I agree that some dogs are bred too hot and are hard to control... but that doesn't mean there arent plenty of very biddable trial bred dogs that will turn it on like there is no tomarrow.


----------



## BROWNDOG (Nov 2, 2004)

I looked at them and wasn't impressed, I train with one on a weekly basis and he is a nice dog but not what I would want. Plus he has a very strong accent that I have a hard time understanding.

And almost forgot to mention they are WAY over priced.


----------



## taddy1340 (Dec 10, 2004)

I believe the reality of this argument is that each has their own opinions based on experience...just like anything else in life. As with any breeder or lines, there are great variances within British breeding. A good friend of mine in Southern MS, has phenomenal Brit labs. Their drive paralleled some of the best I've seen. However, he has one big advantage over most of America's British breeders. He spent 4 years stationed in England and even beat out the Brits in their trials with his first dog. He gets $1000 per dog.

Within American and English lines, there are dogs at both end of the spectrum. It all comes down to owner desire.

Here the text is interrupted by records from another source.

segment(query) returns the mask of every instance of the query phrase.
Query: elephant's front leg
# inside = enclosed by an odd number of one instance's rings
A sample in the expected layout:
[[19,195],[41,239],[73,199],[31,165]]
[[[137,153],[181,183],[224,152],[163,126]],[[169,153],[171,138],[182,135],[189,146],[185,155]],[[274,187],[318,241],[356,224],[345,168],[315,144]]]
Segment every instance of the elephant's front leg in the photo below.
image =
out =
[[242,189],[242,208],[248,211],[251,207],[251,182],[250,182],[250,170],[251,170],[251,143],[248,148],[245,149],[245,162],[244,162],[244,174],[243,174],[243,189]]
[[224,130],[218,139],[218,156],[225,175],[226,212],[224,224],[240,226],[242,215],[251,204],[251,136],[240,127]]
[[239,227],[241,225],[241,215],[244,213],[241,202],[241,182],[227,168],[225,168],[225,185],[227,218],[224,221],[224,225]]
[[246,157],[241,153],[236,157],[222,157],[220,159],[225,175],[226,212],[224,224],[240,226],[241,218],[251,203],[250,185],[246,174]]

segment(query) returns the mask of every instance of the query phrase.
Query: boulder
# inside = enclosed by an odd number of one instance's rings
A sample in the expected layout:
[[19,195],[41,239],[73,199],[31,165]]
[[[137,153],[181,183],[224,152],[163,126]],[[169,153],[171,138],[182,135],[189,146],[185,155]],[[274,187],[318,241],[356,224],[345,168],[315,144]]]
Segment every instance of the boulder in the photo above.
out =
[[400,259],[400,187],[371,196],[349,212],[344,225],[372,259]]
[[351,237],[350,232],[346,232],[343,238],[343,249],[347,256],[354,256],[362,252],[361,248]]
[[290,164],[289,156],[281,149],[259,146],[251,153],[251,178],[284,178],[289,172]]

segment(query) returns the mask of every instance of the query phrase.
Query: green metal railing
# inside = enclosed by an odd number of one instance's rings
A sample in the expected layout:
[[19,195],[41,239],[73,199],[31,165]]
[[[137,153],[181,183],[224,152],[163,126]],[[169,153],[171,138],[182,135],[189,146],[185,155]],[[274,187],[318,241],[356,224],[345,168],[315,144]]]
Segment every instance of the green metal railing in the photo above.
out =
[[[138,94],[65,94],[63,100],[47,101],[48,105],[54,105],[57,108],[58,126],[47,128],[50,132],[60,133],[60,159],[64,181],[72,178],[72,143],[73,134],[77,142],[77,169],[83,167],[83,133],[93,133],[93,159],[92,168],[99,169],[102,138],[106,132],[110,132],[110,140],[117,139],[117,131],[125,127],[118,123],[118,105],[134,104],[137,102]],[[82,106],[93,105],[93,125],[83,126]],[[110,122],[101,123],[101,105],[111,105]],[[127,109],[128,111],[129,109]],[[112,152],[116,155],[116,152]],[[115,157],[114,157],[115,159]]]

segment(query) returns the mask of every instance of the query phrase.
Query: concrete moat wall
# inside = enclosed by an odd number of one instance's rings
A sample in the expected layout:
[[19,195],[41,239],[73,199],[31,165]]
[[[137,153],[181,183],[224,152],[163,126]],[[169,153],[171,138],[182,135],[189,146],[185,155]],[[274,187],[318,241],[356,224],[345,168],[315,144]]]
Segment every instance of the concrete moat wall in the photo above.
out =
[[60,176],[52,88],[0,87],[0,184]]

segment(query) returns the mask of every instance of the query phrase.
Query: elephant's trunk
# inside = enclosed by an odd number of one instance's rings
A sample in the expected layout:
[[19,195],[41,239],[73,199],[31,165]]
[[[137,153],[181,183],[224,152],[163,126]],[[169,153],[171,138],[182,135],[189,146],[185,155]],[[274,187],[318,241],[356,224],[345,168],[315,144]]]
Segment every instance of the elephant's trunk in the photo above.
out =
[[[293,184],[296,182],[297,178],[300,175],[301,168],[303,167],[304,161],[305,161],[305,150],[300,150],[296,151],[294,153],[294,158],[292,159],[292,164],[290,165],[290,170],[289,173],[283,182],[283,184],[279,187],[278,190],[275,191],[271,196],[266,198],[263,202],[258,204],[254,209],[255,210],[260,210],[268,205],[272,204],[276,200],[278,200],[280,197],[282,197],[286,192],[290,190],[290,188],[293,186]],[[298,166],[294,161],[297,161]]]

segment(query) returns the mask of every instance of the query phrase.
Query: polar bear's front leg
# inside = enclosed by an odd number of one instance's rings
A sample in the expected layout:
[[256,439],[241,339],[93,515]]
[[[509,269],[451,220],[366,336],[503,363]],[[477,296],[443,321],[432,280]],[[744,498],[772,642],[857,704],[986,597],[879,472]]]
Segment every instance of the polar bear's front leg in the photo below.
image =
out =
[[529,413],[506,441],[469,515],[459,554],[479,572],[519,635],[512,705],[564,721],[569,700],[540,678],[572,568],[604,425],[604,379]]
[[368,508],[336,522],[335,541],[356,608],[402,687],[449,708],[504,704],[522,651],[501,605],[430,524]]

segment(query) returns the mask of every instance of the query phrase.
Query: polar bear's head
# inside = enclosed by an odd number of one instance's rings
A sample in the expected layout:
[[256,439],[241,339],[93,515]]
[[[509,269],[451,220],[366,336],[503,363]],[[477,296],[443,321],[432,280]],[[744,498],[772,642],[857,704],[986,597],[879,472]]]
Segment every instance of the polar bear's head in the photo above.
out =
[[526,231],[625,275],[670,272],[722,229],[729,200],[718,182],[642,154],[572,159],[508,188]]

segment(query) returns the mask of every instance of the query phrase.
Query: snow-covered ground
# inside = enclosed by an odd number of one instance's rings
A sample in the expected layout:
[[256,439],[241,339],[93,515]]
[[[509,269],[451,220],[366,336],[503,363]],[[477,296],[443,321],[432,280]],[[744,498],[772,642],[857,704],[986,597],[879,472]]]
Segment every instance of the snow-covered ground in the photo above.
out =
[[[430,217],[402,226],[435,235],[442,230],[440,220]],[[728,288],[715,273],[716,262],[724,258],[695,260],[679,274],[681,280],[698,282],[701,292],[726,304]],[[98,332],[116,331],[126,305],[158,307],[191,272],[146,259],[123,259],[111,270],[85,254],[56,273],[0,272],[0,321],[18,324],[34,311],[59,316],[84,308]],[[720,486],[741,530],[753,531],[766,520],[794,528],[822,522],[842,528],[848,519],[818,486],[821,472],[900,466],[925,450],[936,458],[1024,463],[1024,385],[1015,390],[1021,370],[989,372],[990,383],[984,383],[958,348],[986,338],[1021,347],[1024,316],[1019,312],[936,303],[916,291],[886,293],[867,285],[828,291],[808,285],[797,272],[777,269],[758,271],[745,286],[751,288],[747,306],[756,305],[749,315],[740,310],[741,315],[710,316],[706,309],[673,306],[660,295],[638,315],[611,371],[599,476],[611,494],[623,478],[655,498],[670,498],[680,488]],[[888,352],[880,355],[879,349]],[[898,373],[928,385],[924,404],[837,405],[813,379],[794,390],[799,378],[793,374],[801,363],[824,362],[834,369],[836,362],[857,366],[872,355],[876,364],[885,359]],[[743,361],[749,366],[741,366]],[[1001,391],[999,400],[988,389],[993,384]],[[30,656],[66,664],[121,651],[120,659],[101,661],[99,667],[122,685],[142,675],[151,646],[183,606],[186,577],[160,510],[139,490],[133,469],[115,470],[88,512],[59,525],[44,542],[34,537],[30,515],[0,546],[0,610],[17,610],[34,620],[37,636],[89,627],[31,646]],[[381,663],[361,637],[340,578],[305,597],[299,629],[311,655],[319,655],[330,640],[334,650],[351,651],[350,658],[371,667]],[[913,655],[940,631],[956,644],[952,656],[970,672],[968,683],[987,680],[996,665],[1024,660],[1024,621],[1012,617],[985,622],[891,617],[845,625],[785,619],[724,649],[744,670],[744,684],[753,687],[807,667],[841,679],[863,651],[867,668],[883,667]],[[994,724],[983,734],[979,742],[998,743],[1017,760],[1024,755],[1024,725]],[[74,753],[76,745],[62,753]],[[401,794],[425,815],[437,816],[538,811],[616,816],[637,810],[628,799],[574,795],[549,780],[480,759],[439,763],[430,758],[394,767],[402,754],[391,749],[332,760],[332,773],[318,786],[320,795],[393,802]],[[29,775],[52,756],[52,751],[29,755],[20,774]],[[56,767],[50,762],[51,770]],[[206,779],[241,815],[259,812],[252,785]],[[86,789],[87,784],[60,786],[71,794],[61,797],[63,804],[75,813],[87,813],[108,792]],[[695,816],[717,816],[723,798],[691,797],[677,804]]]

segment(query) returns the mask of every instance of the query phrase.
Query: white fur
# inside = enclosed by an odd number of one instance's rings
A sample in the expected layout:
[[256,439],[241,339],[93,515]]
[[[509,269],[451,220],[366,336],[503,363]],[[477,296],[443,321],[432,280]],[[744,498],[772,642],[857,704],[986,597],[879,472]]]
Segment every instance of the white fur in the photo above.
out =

As with anything, it's hard to find an unbiased opinion on the matter. Some of the generalizations are truer than others. But there are definitely people out there taking advantage of the fad.

Mike


----------



## USAlx50 (Nov 30, 2004)

Well said Taddy.

I trained with a brit lab on wednesday that had more go then any other id seen thus far, it was a pretty dang nice young dog. Great line manners and plenty of go, and marked pretty well too. I just wouldn't put $1000 on one and hope I got something simular.


----------



## rolly (Jul 30, 2007)

Simple---same breed, breed for different reasons. Different people want different things and that's why the differentiation. IMO, hardly any labs look like the next. No real type anymore. Shoot, they hardly act like each other any more. I have seen hyper spazoids and sedated specimens come from the same litter.


----------



## n_108_nd (Oct 13, 2004)

I have a British lab. It is my first dog. She was the same price as a well bred American lab (even less than some of the fancy colored ones). She is only 18 weeks old, and I am amazed. She is a terror in our house (which is not what was advertised) but when you train her it is something special. At three months old you could put her on stay and leave the room without worrying about her moving. I would not say she has "mastered" the basic - heel - sit -stay - come and fetch, but she doesn't need a leash anymore.

What has truly amazed me is her hunting. She has the nose of a pointer and the drive of a true bird dog. It seems like she can catch the scent of a bird from fifty yards, and she has no problem with picking up any bird, dead or alive. As an example, I have seen her stop on a dime running across a soccer field to pick up a dead mouse.

Now we just need to make sure the British lines are not lost by breeding into the American lines.


----------